Saving the money for your mini escape isn’t too hard. The right thing to do is to just keep the money in cash, investing it may leave you with less than you need in the short-term. The hardest part will be coming up with a good destination for your mini retirement. Those of you with a lot of overhead will probably have the biggest obstacles. Though mortgage payments can be turned into interest only payments if you can prove that you will not have any income for the next 12 months. In some instances this will hurt your credit report.

Alternatively, you could rent out your home for the time that you are away. This may cover the majority of your monthly overhead when it comes to real estate. A property management company is advisable unless you have experience with such things.

The downside to taking a mini retirement is that you will have 1 less year of income and therefore 1 less year of savings. However, sometimes the need just arises or there is a great opportunity that comes your way. If you can clear your head and come back making much better decisions for your life then one measly year of lost income is quite insignificant in the big scheme of things.

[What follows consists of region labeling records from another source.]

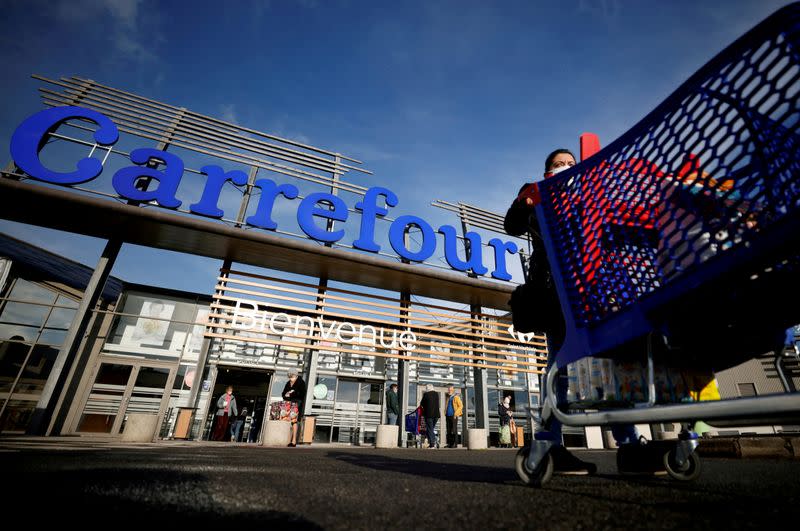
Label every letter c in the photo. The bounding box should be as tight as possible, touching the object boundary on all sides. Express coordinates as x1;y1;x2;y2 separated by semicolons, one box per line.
11;107;119;184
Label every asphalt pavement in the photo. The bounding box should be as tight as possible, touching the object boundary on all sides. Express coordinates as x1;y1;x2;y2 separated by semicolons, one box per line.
0;440;800;530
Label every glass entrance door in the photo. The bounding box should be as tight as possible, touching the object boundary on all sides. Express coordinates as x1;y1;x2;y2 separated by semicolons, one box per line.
331;379;383;444
75;360;176;436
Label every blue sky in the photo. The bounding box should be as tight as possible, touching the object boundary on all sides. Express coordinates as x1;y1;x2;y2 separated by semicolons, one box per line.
0;0;788;300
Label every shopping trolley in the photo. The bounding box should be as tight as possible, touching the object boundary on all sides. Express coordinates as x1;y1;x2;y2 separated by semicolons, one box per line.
406;407;425;448
516;4;800;486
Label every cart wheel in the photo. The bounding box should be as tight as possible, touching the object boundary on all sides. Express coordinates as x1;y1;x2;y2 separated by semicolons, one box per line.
514;446;553;487
664;448;702;481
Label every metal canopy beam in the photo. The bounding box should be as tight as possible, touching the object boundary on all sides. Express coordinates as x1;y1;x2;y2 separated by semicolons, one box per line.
0;178;515;309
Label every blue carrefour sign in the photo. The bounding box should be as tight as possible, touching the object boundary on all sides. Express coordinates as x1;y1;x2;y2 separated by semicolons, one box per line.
11;107;517;280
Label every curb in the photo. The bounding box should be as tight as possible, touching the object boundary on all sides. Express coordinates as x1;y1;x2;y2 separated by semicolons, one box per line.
697;436;800;459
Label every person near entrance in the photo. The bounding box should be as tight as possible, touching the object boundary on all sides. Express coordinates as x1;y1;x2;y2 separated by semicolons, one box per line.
281;371;306;448
444;385;464;448
419;384;440;448
498;148;639;474
231;407;247;442
211;385;239;441
386;384;400;426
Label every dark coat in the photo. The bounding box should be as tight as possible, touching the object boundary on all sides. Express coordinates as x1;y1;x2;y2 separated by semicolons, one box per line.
419;391;441;419
503;183;565;352
281;376;306;403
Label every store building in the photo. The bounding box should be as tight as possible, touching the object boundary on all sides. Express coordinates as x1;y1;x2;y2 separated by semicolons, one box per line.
0;78;796;446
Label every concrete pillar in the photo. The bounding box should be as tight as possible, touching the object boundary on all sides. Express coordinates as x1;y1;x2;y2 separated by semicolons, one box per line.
467;428;489;450
121;413;158;442
397;360;408;448
261;420;292;446
375;424;400;448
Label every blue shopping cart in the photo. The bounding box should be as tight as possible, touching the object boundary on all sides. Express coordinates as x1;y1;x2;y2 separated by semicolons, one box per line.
406;407;425;448
516;4;800;486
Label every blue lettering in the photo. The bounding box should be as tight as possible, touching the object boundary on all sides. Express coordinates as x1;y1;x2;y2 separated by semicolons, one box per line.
10;107;517;280
247;179;300;230
189;165;247;218
489;238;518;280
111;148;183;208
439;225;489;275
353;186;397;253
297;192;348;242
11;107;119;184
389;216;436;262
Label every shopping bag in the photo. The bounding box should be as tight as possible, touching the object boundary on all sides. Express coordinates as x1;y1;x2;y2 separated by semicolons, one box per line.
500;424;511;444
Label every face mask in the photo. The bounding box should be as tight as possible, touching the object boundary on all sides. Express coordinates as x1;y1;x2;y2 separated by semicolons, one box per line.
550;164;572;175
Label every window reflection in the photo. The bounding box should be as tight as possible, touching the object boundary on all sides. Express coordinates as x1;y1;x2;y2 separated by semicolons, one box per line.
0;302;50;327
8;278;56;304
0;336;30;392
14;345;58;394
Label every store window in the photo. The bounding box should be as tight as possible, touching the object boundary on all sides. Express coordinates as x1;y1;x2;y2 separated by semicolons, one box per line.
0;278;78;433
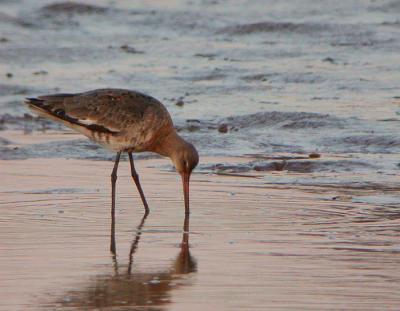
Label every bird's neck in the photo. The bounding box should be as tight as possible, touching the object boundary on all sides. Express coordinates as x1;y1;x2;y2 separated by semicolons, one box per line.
153;130;187;159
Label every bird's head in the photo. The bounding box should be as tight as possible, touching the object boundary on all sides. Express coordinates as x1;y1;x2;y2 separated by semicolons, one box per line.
171;140;199;213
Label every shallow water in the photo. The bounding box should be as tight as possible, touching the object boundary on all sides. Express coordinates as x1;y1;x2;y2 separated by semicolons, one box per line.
0;159;400;310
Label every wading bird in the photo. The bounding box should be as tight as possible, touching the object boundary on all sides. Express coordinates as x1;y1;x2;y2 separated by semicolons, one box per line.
26;89;199;227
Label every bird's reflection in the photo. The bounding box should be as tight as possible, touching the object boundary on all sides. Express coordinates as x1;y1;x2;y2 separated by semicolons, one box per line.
59;214;197;310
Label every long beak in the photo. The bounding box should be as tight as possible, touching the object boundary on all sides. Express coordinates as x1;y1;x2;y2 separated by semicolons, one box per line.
181;173;190;215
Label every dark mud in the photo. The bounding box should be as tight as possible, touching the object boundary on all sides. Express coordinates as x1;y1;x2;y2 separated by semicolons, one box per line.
0;0;400;202
202;160;374;173
41;1;108;16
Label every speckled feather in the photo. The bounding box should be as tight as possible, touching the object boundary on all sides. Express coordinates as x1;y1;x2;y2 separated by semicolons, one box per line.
27;89;174;151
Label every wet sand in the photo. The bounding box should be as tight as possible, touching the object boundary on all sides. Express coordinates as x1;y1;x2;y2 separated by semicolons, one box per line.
0;133;400;310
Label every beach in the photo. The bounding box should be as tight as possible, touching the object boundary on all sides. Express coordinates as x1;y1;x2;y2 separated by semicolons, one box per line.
0;130;400;310
0;0;400;311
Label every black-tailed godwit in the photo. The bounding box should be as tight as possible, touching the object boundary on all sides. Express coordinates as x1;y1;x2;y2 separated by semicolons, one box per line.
26;89;199;226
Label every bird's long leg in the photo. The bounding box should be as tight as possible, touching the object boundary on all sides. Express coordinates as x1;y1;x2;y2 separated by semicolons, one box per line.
110;151;121;254
128;212;149;275
128;152;150;214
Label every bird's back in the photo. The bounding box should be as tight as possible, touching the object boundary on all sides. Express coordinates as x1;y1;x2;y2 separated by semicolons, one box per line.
27;89;173;151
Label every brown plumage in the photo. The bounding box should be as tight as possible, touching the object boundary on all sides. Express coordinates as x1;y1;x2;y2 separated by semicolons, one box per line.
26;89;199;238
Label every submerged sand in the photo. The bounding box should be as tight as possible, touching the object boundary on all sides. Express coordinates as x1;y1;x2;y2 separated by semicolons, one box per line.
0;135;400;310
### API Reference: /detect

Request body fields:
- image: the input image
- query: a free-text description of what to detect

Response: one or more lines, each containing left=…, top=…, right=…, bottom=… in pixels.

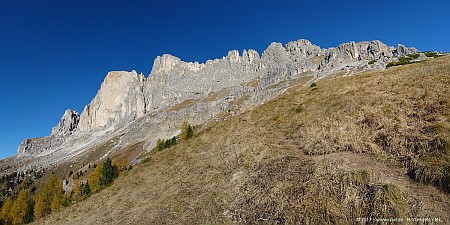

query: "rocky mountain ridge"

left=11, top=39, right=417, bottom=170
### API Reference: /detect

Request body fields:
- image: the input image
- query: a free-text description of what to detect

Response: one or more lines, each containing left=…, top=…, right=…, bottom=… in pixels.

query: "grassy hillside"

left=36, top=57, right=450, bottom=224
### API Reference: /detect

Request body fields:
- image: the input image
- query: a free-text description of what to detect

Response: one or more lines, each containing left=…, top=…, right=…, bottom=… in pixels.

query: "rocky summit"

left=9, top=40, right=418, bottom=171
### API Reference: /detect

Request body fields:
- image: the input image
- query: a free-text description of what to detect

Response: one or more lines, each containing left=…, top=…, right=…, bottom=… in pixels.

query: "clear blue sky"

left=0, top=0, right=450, bottom=158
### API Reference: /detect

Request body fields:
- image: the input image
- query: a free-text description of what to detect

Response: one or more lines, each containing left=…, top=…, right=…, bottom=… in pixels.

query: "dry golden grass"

left=37, top=57, right=450, bottom=224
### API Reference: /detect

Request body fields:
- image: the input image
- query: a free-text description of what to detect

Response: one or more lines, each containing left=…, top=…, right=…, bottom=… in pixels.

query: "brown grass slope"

left=37, top=57, right=450, bottom=224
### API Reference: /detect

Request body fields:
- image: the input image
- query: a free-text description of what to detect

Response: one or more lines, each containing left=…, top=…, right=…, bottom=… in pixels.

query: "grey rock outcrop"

left=11, top=39, right=417, bottom=171
left=51, top=109, right=80, bottom=136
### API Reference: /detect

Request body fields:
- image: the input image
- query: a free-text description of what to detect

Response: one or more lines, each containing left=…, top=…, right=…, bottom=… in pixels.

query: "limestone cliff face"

left=78, top=71, right=146, bottom=132
left=17, top=109, right=80, bottom=156
left=14, top=39, right=417, bottom=169
left=52, top=109, right=80, bottom=136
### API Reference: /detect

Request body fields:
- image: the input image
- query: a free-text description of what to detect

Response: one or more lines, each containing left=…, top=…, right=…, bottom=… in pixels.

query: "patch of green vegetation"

left=156, top=136, right=177, bottom=152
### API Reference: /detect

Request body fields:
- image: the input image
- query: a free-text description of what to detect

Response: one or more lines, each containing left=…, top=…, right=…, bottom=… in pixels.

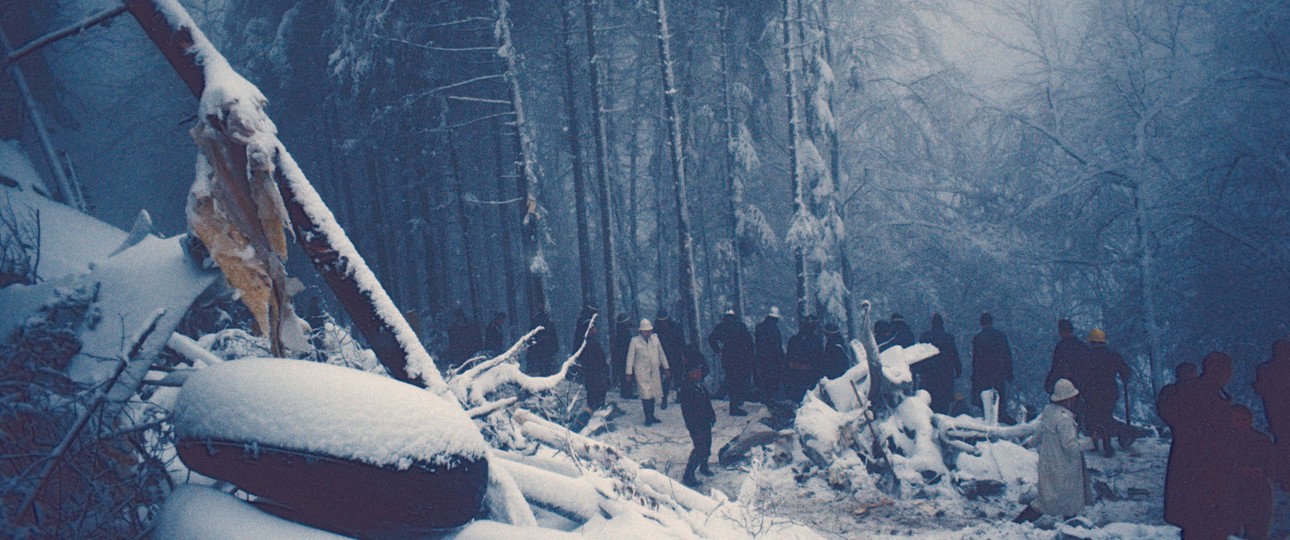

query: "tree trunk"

left=654, top=0, right=699, bottom=340
left=582, top=0, right=618, bottom=327
left=493, top=121, right=519, bottom=335
left=783, top=0, right=810, bottom=320
left=441, top=122, right=482, bottom=320
left=560, top=0, right=596, bottom=310
left=721, top=0, right=744, bottom=318
left=493, top=0, right=548, bottom=316
left=126, top=0, right=446, bottom=392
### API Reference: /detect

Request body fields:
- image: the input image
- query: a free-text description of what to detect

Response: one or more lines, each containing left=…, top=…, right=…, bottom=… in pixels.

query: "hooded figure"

left=609, top=313, right=636, bottom=398
left=627, top=318, right=671, bottom=425
left=752, top=307, right=784, bottom=402
left=1156, top=352, right=1236, bottom=539
left=1017, top=379, right=1093, bottom=522
left=912, top=313, right=964, bottom=414
left=676, top=343, right=717, bottom=486
left=654, top=309, right=698, bottom=409
left=708, top=309, right=752, bottom=416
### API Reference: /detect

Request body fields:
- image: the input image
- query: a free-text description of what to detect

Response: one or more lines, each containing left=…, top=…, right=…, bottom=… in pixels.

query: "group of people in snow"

left=1156, top=339, right=1290, bottom=539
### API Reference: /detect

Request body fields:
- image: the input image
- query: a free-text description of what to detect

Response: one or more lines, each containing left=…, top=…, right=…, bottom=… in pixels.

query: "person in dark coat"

left=1232, top=405, right=1277, bottom=540
left=528, top=311, right=560, bottom=376
left=971, top=312, right=1013, bottom=424
left=654, top=309, right=685, bottom=410
left=752, top=307, right=784, bottom=403
left=708, top=309, right=752, bottom=416
left=1076, top=329, right=1130, bottom=458
left=484, top=312, right=506, bottom=354
left=1044, top=318, right=1089, bottom=393
left=912, top=313, right=964, bottom=414
left=784, top=316, right=824, bottom=402
left=1254, top=339, right=1290, bottom=445
left=1157, top=352, right=1236, bottom=540
left=888, top=313, right=913, bottom=348
left=873, top=318, right=895, bottom=352
left=676, top=343, right=717, bottom=487
left=578, top=319, right=609, bottom=411
left=815, top=322, right=851, bottom=380
left=448, top=308, right=484, bottom=367
left=1156, top=362, right=1200, bottom=528
left=609, top=313, right=636, bottom=400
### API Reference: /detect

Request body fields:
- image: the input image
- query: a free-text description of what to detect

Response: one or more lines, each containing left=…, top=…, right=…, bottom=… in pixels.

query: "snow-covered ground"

left=596, top=393, right=1290, bottom=540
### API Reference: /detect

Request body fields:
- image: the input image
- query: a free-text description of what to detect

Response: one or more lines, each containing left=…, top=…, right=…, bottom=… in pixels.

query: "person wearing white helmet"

left=1013, top=379, right=1093, bottom=523
left=627, top=318, right=672, bottom=425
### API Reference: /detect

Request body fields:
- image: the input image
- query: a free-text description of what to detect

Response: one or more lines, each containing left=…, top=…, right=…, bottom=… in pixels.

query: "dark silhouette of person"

left=1044, top=318, right=1089, bottom=393
left=784, top=316, right=824, bottom=403
left=708, top=309, right=752, bottom=416
left=654, top=309, right=698, bottom=410
left=528, top=311, right=560, bottom=376
left=753, top=307, right=784, bottom=403
left=578, top=320, right=609, bottom=411
left=1156, top=362, right=1200, bottom=521
left=1254, top=339, right=1290, bottom=445
left=888, top=313, right=915, bottom=348
left=676, top=343, right=717, bottom=486
left=971, top=312, right=1014, bottom=424
left=1156, top=352, right=1236, bottom=540
left=817, top=322, right=851, bottom=380
left=873, top=318, right=895, bottom=352
left=484, top=312, right=506, bottom=354
left=448, top=308, right=484, bottom=367
left=609, top=313, right=636, bottom=400
left=1232, top=405, right=1277, bottom=540
left=1076, top=329, right=1130, bottom=458
left=912, top=313, right=964, bottom=414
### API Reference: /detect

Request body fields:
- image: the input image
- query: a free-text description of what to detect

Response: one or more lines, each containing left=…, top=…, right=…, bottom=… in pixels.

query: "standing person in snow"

left=1156, top=362, right=1198, bottom=521
left=1076, top=329, right=1130, bottom=458
left=1157, top=352, right=1236, bottom=540
left=528, top=311, right=560, bottom=376
left=627, top=318, right=672, bottom=425
left=912, top=313, right=964, bottom=414
left=676, top=343, right=717, bottom=487
left=753, top=305, right=784, bottom=403
left=1013, top=379, right=1093, bottom=523
left=873, top=318, right=895, bottom=352
left=784, top=316, right=824, bottom=403
left=609, top=313, right=636, bottom=400
left=971, top=312, right=1013, bottom=424
left=889, top=313, right=913, bottom=348
left=1044, top=318, right=1089, bottom=400
left=708, top=309, right=752, bottom=416
left=448, top=308, right=484, bottom=367
left=484, top=312, right=506, bottom=354
left=578, top=318, right=609, bottom=411
left=1254, top=339, right=1290, bottom=445
left=1232, top=405, right=1277, bottom=540
left=654, top=309, right=698, bottom=410
left=815, top=322, right=851, bottom=380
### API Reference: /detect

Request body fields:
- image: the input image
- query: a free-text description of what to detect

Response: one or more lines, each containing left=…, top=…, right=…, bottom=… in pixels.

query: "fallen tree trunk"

left=125, top=0, right=446, bottom=391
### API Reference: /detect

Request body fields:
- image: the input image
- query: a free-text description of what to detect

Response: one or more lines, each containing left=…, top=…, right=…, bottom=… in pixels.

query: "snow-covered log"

left=125, top=0, right=446, bottom=391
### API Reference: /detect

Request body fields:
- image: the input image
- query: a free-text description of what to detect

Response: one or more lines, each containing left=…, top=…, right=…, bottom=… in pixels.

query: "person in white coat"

left=1014, top=379, right=1093, bottom=523
left=627, top=318, right=672, bottom=425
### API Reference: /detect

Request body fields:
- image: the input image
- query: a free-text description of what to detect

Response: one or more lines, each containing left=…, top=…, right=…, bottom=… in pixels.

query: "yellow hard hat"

left=1089, top=329, right=1107, bottom=343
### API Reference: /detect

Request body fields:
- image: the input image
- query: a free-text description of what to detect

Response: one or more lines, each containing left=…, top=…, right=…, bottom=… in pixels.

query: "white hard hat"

left=1049, top=379, right=1080, bottom=403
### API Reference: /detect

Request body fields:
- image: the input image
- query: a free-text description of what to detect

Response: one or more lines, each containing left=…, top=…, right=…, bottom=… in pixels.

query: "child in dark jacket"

left=677, top=343, right=717, bottom=486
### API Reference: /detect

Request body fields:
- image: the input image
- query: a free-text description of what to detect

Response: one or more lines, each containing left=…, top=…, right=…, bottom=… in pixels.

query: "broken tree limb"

left=125, top=0, right=446, bottom=392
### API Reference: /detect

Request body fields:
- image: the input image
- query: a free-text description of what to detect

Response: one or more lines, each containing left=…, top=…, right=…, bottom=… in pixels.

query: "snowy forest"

left=0, top=0, right=1290, bottom=539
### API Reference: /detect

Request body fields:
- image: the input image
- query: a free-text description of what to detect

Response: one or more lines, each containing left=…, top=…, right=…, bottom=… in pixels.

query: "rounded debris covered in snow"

left=174, top=358, right=488, bottom=537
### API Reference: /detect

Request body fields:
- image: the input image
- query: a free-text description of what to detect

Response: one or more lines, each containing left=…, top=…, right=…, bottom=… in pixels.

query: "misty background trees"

left=0, top=0, right=1290, bottom=414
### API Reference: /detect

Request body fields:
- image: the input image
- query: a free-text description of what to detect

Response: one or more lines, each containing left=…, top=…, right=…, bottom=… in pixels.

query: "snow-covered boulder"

left=175, top=358, right=489, bottom=536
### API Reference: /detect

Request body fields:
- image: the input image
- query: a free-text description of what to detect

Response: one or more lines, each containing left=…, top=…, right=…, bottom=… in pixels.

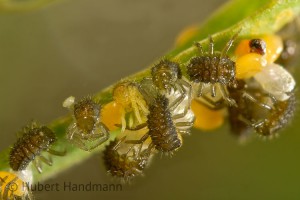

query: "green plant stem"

left=0, top=0, right=300, bottom=181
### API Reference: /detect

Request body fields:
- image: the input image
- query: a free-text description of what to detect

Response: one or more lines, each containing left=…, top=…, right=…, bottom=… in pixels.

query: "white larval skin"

left=254, top=63, right=296, bottom=101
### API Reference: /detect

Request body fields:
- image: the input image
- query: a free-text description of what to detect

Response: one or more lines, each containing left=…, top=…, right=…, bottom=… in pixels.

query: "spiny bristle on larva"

left=103, top=139, right=151, bottom=183
left=151, top=60, right=182, bottom=90
left=255, top=94, right=296, bottom=137
left=74, top=97, right=101, bottom=133
left=147, top=95, right=182, bottom=152
left=9, top=126, right=56, bottom=171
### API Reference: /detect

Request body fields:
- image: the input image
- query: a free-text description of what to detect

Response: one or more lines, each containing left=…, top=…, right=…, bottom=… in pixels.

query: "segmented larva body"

left=147, top=95, right=182, bottom=152
left=151, top=59, right=191, bottom=95
left=103, top=139, right=152, bottom=182
left=255, top=94, right=296, bottom=136
left=187, top=34, right=238, bottom=105
left=63, top=97, right=109, bottom=151
left=126, top=81, right=194, bottom=154
left=9, top=124, right=65, bottom=172
left=227, top=80, right=255, bottom=140
left=141, top=59, right=192, bottom=117
left=0, top=171, right=34, bottom=200
left=74, top=97, right=101, bottom=135
left=228, top=80, right=296, bottom=137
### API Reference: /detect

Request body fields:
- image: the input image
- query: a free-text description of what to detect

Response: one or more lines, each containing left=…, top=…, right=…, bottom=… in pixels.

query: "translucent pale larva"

left=254, top=63, right=296, bottom=101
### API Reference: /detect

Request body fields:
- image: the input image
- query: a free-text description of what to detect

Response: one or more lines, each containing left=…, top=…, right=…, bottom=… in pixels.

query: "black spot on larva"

left=9, top=126, right=56, bottom=171
left=147, top=95, right=182, bottom=152
left=249, top=39, right=267, bottom=55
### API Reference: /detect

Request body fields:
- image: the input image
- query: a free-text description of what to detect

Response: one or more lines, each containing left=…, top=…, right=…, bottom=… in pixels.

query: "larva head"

left=218, top=57, right=236, bottom=85
left=151, top=60, right=182, bottom=91
left=29, top=126, right=57, bottom=146
left=249, top=39, right=267, bottom=55
left=74, top=97, right=101, bottom=133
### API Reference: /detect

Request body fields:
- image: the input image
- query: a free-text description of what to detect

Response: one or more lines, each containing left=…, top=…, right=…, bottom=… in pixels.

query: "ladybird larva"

left=103, top=136, right=153, bottom=183
left=186, top=32, right=239, bottom=105
left=9, top=123, right=65, bottom=173
left=105, top=81, right=149, bottom=132
left=228, top=80, right=296, bottom=137
left=126, top=81, right=194, bottom=154
left=0, top=171, right=34, bottom=200
left=63, top=97, right=109, bottom=151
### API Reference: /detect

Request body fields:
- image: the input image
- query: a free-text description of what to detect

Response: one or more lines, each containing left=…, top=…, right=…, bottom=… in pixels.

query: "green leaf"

left=0, top=0, right=300, bottom=181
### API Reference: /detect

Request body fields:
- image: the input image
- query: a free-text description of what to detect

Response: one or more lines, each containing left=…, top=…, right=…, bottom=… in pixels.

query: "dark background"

left=0, top=0, right=300, bottom=200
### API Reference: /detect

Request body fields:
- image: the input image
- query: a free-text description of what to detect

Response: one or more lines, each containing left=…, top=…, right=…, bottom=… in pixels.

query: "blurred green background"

left=0, top=0, right=300, bottom=200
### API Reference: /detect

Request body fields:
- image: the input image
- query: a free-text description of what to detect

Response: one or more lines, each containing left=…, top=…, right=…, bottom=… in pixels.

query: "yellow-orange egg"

left=101, top=101, right=125, bottom=131
left=0, top=171, right=28, bottom=199
left=191, top=100, right=224, bottom=131
left=175, top=25, right=198, bottom=46
left=261, top=35, right=283, bottom=63
left=235, top=53, right=267, bottom=79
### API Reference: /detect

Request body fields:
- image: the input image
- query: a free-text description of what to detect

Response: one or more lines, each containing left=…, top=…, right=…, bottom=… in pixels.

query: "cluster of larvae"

left=0, top=30, right=296, bottom=199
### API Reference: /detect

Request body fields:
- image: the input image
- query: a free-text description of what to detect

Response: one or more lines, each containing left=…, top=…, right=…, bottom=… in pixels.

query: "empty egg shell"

In my case it would make sense to do this for a year because my medical group would likely approve my leave of absence, or possibly let me take a sabbatical. My overhead would be low wherever I decide to move to. I have a paid off condo which I could rent out for a small bit of extra income. Thankfully I am in good health and have no dependents. I don’t have a car I have to worry about and no pets.

I know of 2 doctors that have done this in their careers. 1 doctor owns some property in Hawaii and likes to go and live there for a few months at a time. So he works per diem on the mainland and then disappears for a few months to the islands. He was divorced but had 2 daughters who he was still supporting and overall he seemed like a happy guy and loved that sort of lifestyle.

The other was a colleague who used some sabbatical time mixed in with a LOA from our medical group, moved to Bolivia with his wife for a little over 6 months. He had a blast, enrolled his kids in a Spanish language school and worked on setting up some clinics there.